Commercial Surrogacy in India

Vrinda Marwah | Genewatch | July 2011

“I told him (doctor) I didn’t have work, my children go hungry, my husband gets only Rs 3000 (US $65 approx) a month and we have four children to feed. I told him I would do whatever work there was, whatever work he would ask me to do.” -Rashmi,* a surrogate

“…exploitation and opportunity are bound and wound up in one.”
– Betsy Hartmann1

In recent years, the sharp growth in commercial surrogacy in India has drawn much attention and raised several ethical concerns. Surrogacy, the practice of gestating a child for another couple or individual, involves the use of various assisted reproductive technologies (ARTs). India’s fertility industry is an integral part of the country’s expanding medical market and medical tourism industry, within which commercial surrogacy is often portrayed as a win-win situation, seen to give “desperate and infertile” parents the child they want, and poor surrogate women the money they need.

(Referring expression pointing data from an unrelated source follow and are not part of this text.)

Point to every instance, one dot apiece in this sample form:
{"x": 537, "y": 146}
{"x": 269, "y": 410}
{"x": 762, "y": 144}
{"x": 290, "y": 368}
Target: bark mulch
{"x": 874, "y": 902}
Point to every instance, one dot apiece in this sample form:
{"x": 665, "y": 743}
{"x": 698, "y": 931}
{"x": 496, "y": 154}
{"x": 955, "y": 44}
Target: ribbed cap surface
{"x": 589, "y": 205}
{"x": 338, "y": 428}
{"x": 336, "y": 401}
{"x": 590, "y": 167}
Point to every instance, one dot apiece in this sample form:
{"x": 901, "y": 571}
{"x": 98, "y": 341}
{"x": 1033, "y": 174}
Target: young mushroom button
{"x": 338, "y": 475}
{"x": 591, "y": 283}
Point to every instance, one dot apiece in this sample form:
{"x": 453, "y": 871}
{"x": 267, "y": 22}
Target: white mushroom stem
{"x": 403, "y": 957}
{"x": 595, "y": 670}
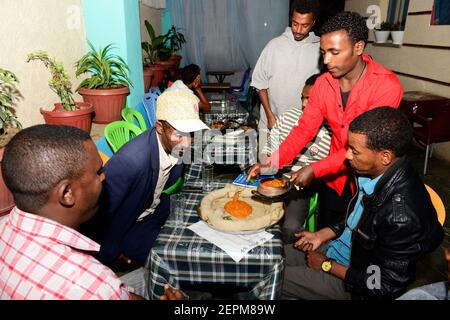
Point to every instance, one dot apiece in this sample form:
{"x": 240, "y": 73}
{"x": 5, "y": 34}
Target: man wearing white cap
{"x": 133, "y": 205}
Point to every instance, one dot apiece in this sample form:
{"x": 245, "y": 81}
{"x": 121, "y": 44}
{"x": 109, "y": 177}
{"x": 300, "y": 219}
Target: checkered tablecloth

This article will bring a feminist health lens to bear on the practice of commercial surrogacy in India, thus highlighting that ethical, economic and political questions are contained in issues commonly regarded as personal. Surrogate women are engaged in a constant and shifting negotiation with their realities, which reveals the agency they exert even within a restrictive paradigm. Their body is their resource, and its use to earn money impacts their lives in complex ways. Feminist thought and action walks a thin line between questioning and respecting women’s choices, and as such, this article is an attempt to deepen our collective understanding of the choices women make.